(260e) Tuning Proximal Water Diffusion Via Silanol Patterning on Quartz Surfaces
AIChE Annual Meeting
2017
2017 Annual Meeting
Computational Molecular Science and Engineering Forum
Applications of Molecular Modeling to Study Interfacial Phenomena
Tuesday, October 31, 2017 - 9:15am to 9:30am
Controlling the diffusivities of liquid species proximal to solid surfaces is a critical design variable in many processes involving heterogeneous catalysis and separations, for which surface mobility determines the optimal operating conditions. Silica is commonly used as a support structure in many such processes or, as in the case of zeolites, is itself used as a molecular sieve for purification. We investigate how variations in the patterning of surface chemistry, specifically the arrangement of surface hydroxyls on quartz, determines the diffusion coefficient of nearby water. We develop a novel genetic algorithm optimization, coupled to iterative molecular dynamic simulations, that designs the geometric arrangement of surface hydroxyl groups so as to minimize or maximize the diffusion coefficient of nearby water molecules. Applied to a range of silanol densities, our results reveal the possibility of a wide spread of surface diffusivities at low, fixed surface densities of hydroxyls.

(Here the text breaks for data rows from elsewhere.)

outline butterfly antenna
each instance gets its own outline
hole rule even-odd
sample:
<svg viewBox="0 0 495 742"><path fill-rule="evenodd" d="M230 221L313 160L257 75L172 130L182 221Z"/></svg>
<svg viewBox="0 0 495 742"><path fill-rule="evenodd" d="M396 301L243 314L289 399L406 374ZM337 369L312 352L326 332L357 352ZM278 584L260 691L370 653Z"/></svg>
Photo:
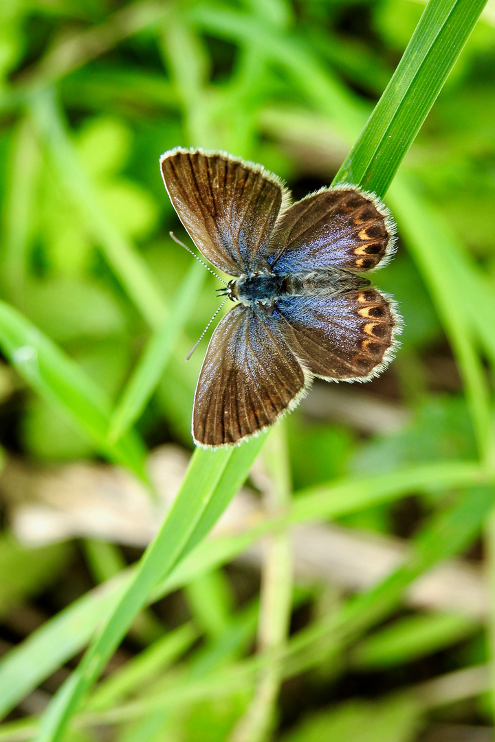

Such information may be used to map observed experimental diffusivities to specific, heterogeneous patterns of silanols and vice versa. Additionally, our findings explain recent experimental measurements of sharp increases in the diffusivity of surface water as silanol density reaches low values. We attribute these jumps to changes in the thermodynamically favorable arrangement of surface hydroxyls as silanol density is decreased, which in turn leads to large shifts in the diffusion coefficient.